Z-plasty is a plastic surgery technique used to improve the functional and cosmetic appearance of scars. It involves the creation of two triangular flaps of equal dimension that are then transposed.1
For a basic z-plasty, the triangular flaps are created using an angle of 60 degrees (Figures 1a through 1e). Theoretically, this angle can lengthen a contracted scar by about 75 percent and reorient the direction of the central wound by 90 degrees. In practice, the lengthening and reorientation will be less, owing to increased wound tension.
Angles smaller than 60 degrees are easier to transpose but result in less lengthening and realignment of the scar to less than 90 degrees. Angles larger than 60 degrees should be avoided because the force required to transpose the flaps increases markedly, making closure of the wound difficult. The length of each of the lateral limbs of the z-plasty must be precisely equal to the central incision over the original scar, or puckering at the corners will result, and additional undermining and trimming of the flaps will be necessary to obtain proper closure. The multiple variations of the basic z-plasty are beyond the scope of this article.2
In a primary care setting, z-plasty is reserved for improvement of linear, thin scars and is not used as a primary closure technique. The most common situation in which a z-plasty would be used is an unfavorable cosmetic or functional scar that has not improved after waiting for a reasonable length of remodeling time (e.g., one year). More complicated scar situations, such as burn scar contractures, wide scar contractures on fingers, and hypertrophic or keloid scars, typically involve plastic surgery techniques other than basic z-plasty.
Common indications for z-plasty include (1) lengthening of a contracted linear scar across a flexor crease (Figures 2a and 2b)—flexion contracture is released, and functionality across the scar is improved; and (2) changing the direction of a cosmetically unfavorable scar (Figure 3)—the scar is realigned along a natural skin fold or along the lines of least skin tension, creating less tension on the wound and resulting in a cosmetically superior scar appearance.
The mechanics of the technique must be clearly understood by the physician before the procedure is attempted. The procedure and its risks and benefits are first explained to the patient, and an informed consent is obtained.
The surgical site is prepped with an antibacterial solution, such as povidone-iodine (Beta-dine), and sterile drapes are applied.
Two arms are drawn at each end of the linear scar, inscribing an angle of 60 degrees to the scar. The side arms are exactly equal in length to the central scar and have precisely the same angle.
Local or regional anesthesia is administered. Vertical incisions are made through the skin along the lines, using a no. 15 scalpel blade.
Full-thickness skin flaps are undermined at the level of subcutaneous fat, creating two triangular flaps of equal size and shape. Adequate undermining of surrounding subcutaneous tissue is performed to achieve proper mobilization of the flaps.

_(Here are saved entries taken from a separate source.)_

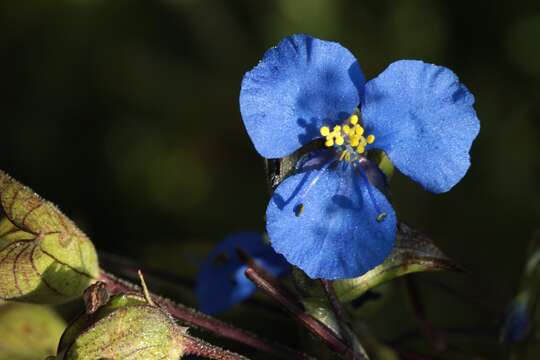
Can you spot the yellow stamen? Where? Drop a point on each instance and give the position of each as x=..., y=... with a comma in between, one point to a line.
x=348, y=138
x=325, y=131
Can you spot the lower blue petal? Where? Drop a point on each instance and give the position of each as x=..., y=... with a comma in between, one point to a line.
x=331, y=222
x=221, y=282
x=299, y=85
x=423, y=118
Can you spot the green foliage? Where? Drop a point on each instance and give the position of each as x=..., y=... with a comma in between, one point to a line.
x=28, y=331
x=126, y=326
x=45, y=257
x=413, y=252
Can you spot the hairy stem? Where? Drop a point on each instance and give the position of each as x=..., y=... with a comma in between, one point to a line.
x=436, y=337
x=198, y=347
x=202, y=321
x=270, y=287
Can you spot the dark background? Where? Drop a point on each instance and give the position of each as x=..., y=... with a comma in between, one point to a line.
x=125, y=114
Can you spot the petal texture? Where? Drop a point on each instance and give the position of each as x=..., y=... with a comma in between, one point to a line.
x=326, y=222
x=300, y=84
x=423, y=118
x=221, y=282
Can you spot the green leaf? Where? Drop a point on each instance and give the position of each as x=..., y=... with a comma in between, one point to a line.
x=125, y=327
x=413, y=252
x=28, y=331
x=44, y=257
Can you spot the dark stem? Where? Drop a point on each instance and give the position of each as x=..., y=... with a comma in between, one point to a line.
x=338, y=310
x=198, y=347
x=268, y=285
x=202, y=321
x=436, y=337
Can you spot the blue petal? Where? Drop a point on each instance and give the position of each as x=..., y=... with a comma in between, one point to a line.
x=516, y=323
x=221, y=282
x=423, y=118
x=336, y=233
x=300, y=84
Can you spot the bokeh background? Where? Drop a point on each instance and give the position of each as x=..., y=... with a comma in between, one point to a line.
x=125, y=114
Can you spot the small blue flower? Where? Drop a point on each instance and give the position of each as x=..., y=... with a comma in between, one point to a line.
x=328, y=218
x=516, y=324
x=221, y=282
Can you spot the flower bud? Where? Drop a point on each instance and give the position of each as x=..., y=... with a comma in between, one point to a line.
x=45, y=258
x=28, y=331
x=126, y=327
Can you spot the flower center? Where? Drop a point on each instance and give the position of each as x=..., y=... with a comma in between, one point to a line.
x=348, y=139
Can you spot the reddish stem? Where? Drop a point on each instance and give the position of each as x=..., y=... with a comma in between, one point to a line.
x=268, y=285
x=200, y=320
x=436, y=337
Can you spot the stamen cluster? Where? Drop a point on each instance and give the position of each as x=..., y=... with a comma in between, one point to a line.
x=350, y=136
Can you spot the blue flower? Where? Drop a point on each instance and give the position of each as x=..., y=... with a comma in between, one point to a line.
x=516, y=324
x=221, y=282
x=328, y=218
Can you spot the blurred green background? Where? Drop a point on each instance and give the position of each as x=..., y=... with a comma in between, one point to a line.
x=125, y=114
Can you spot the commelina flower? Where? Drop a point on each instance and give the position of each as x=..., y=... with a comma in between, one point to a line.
x=328, y=218
x=221, y=282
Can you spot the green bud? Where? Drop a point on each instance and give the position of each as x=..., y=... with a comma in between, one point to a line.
x=28, y=331
x=126, y=327
x=413, y=252
x=45, y=258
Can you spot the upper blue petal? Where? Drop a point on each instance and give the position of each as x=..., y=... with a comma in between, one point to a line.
x=423, y=118
x=299, y=85
x=221, y=282
x=338, y=232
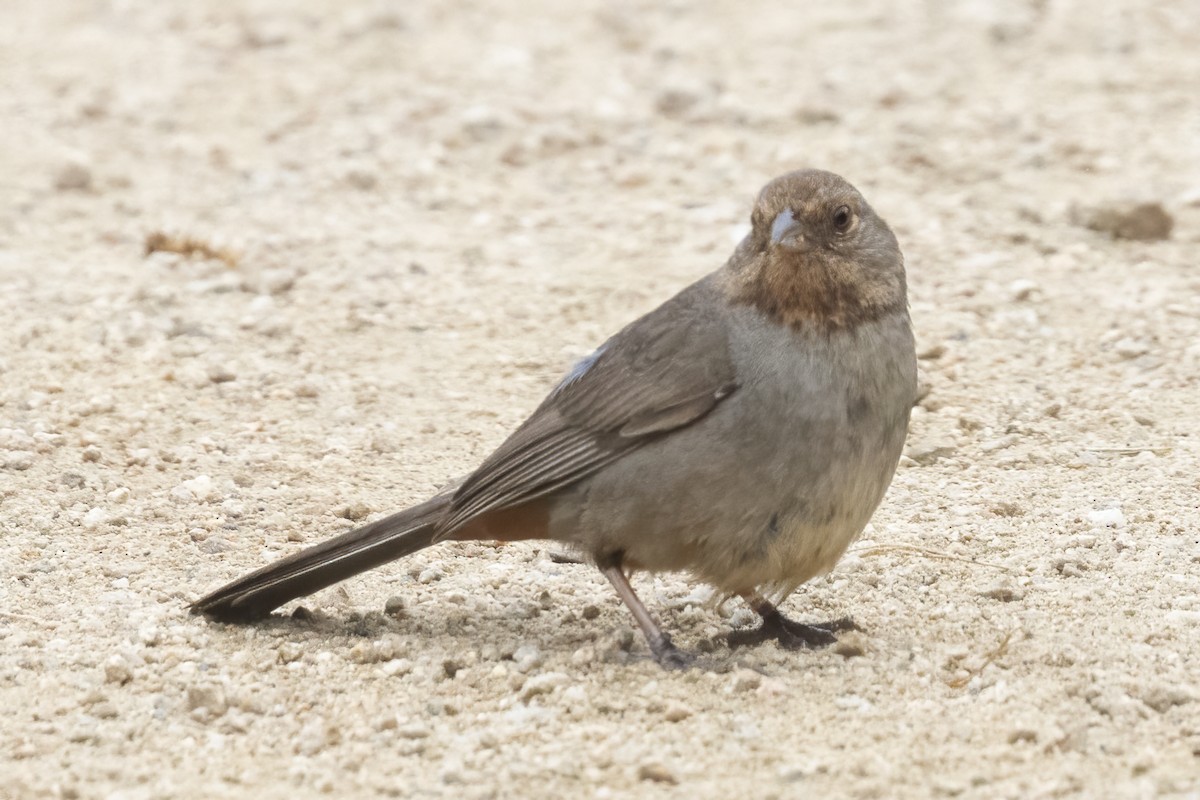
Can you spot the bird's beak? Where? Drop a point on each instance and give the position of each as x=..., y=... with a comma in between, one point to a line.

The two flaps are then transposed around each other, changing the direction of the original scar.
The flaps are held in place with a few anchoring stitches.
The skin is closed using interrupted sutures. Corner stitches may be used for the flap tips.
Topical antibiotics and a pressure dressing are applied over the wound to minimize the chance of hematoma formation caused by the undermining.
The wound is re-examined in one to two days, and sutures are removed in seven to 14 days.
Z-plasty may be complicated by flap necrosis, hematoma formation, wound infection, sloughing of the flap caused by high wound tension, and the trapdoor effect (elevation of central tissue resulting from a downward contraction of a surrounding scar).
Most complications may be prevented by meticulous attention to technique.3 When possible, patients should be advised to stop taking anticoagulants before the surgery, and if a hematoma is thought to be present during the postoperative course, large-bore needle aspiration may be performed. Routine wound care instructions are given to the patient, and prophylactic antibiotics may be considered for use in patients with diabetes and in other immunocompromised patients. The trapdoor effect may be avoided by employing sufficient undermining of tissues surrounding the flap site.